According to Sherwood, swim has helped her become better at time management and puts her into a routine. However, her no-quit mindset and support team are what encourages her to push herself to keep getting better. Sherwood said her mom sacrificed a lot for her to go to UT and that she tries to make her proud and prove that picking UT was a good decision.
“She’s a runner, so she used to do a lot of marathons, and that pushes me because if I know, ‘oh my God, my mom does 42 kilometers’—I don’t know what it is in miles—then I’m like, ‘okay, I can finish this two minute race or something.’ Definitely a big motivator,” said Sherwood.
Her teammates are just as motivating.
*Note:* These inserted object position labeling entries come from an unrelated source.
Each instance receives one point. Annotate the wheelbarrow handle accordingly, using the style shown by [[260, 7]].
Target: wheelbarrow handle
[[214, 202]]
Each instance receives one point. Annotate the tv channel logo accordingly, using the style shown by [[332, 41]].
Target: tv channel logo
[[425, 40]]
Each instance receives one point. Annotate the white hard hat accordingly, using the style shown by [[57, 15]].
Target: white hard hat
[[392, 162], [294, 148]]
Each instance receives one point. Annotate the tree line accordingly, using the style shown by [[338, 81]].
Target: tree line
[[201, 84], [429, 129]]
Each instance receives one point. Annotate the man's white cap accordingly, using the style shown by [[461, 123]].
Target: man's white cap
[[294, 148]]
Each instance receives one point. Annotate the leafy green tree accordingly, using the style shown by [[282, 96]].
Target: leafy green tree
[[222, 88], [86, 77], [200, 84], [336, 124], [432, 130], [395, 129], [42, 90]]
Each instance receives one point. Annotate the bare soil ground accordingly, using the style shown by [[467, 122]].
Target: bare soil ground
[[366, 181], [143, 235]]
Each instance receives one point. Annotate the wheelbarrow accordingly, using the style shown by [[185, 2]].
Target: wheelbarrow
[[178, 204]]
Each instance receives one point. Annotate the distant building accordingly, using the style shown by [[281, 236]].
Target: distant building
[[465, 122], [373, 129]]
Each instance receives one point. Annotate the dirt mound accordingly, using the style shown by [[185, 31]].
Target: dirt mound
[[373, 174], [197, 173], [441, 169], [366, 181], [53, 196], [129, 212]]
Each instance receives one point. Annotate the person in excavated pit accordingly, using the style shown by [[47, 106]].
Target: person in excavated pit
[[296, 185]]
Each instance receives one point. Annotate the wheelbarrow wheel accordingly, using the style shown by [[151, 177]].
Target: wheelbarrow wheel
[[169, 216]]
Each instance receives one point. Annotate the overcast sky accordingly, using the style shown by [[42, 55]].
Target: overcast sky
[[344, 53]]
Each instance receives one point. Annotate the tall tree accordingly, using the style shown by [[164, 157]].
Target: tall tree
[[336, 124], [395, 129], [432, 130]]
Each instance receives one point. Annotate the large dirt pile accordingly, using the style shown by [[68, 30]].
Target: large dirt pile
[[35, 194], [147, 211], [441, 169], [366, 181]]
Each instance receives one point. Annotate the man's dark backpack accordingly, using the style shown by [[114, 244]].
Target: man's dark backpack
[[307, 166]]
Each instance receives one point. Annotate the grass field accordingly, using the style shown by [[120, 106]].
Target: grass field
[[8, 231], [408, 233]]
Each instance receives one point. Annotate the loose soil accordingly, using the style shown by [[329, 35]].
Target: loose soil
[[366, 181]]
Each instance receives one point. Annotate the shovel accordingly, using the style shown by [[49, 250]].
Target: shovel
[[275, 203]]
Sherwood said her team is extremely supportive and always cheer each other on during practices and at meets. Whether it’s in the pool or not, someone always has her back. Her three roommates are all on the swim team and each play a big role in pushing her.
“We’re kind of all in it together. If they’re waking up early, if they can do it, I can do it,” said Sherwood.
Motivation goes the other way as well. Erin Hixenbaugh, sophomore finance major and Sherwood’s roommate, has been swimming with her for two years. They train in a lot of the same events, causing them to push each other during practices and at competitions.
“[Sherwood] has been a really good motivator for everybody and a person to look up to… even when she had her concussion she always wanted to go to practice and stuff, so that motivates me to want to go to practice,” said Hixenbaugh.
According to Murray, swimmers hit their stride during their second year and now that Sherwood has reached the end of her second year, he can see that not only has she found herself, but she is also on track to blossom into a true leader.
She’s a great role model, and it just happens that swimming is one part of that aspect,” said Murray.
Sherwood will be competing in the Canadian Olympic trials this April (depending on COVID-19) after qualifying in the 200m butterfly in long course. The fastest swimmers from across Canada, including past Olympians, will compete at this event—a pretty big deal for a college sophomore.
“When people ask me who I am, I say I’m a swimmer,” said Sherwood. “It makes me feel good. It makes me proud of myself. When you get to meets and you do well, that’s the feeling that I love and it makes me feel so…it just makes me feel accomplished.”